Anyway, after that hectic day I was in need of some good food and cold beer. Went for a 2 minute stroll from my hotel and found this seaside restaurant … was a great place to unwind.


^ One of the many seaside restaurants in Phu Quoc town


^ Seem to have sunsets like this there everyday


^ Another sunset shot

----------


## Wayne Kerr

I enjoyed all the restaurants I visited on the island so much that one of the guys I met there promised me lunch at his restaurant. He explained that this joint is only used by locals, and as such only have the best seafood, waitresses, and beer at half the price of places targeted at Vietnamese tourists. I was hanging out for this and on the last day sure enough we had an ultra long lunch. Next time they promised to show me some more of the out of the way places on the island.

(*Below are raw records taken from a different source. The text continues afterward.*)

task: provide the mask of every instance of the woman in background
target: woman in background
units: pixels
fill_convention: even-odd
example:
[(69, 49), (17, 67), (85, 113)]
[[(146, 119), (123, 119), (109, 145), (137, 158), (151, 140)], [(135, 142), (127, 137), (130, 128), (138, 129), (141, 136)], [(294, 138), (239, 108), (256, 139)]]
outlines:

Anyway here are some pics of my now favourite restaurant on the island.


^ This is the restaurant proper … but it is better to eat in one of the beach side huts


^ A close up of the main part of the restaurant


^ The beach side hut where we had our lunch


^ They are pretty busy with locals on the weekend so there are quite a few huts


^ The beach is bloody magnificent – the staff catch a lot of the seafood fresh as the customers request it


^ These mantis shrimp where awesome – not as tasty as crab or prawns but good for a change


^ The flies were out in force so they set a couple of chopsticks on fire to ward them off


^ Later in the afternoon we felt like some prawns so the owner sent his staff off to catch some – this is part of their catch


^ After a cholesterol packed and alcohol fueled lunch, the topic of discussion moved onto massage and as such the old blokes popped out the seahorse liquor. I never really believed this could help you get it up, but after about 10 glasses of this stuff I walked out of the place with a roaring stiffy. 


^ The track out of the place – I will be certainly be back on my return trip next month

----------


## mend

Klong, I have to apologise that i didn't call you, and I didn't get to Jomtiem to see DD either. I will call you as soon as I arrive in BKK next trip, probably won't be till Jan. All the best to you & yours, mend

----------


## mend

Khun kerr, great thread...!!! I made my first trip to Vietnam this past March and had a great time. You have sold me on this place, it's got everything I need, Fresh seafood, cold beer, and Sexy Local Sand"...!!! I will need to go over this again to find the best hotel, and best "Sand" on the island. Being a photographer, I also loved all the colour of the fishing boats etc. Maybe I will try to get DD to join me on this trip, it looks like his kinda place>>>>ROAD TRIP!!!!

----------


## jizzybloke

This is kin amazing!

----------


## Jock Itch

Another fantastic trip to top up a great thread Wayne !!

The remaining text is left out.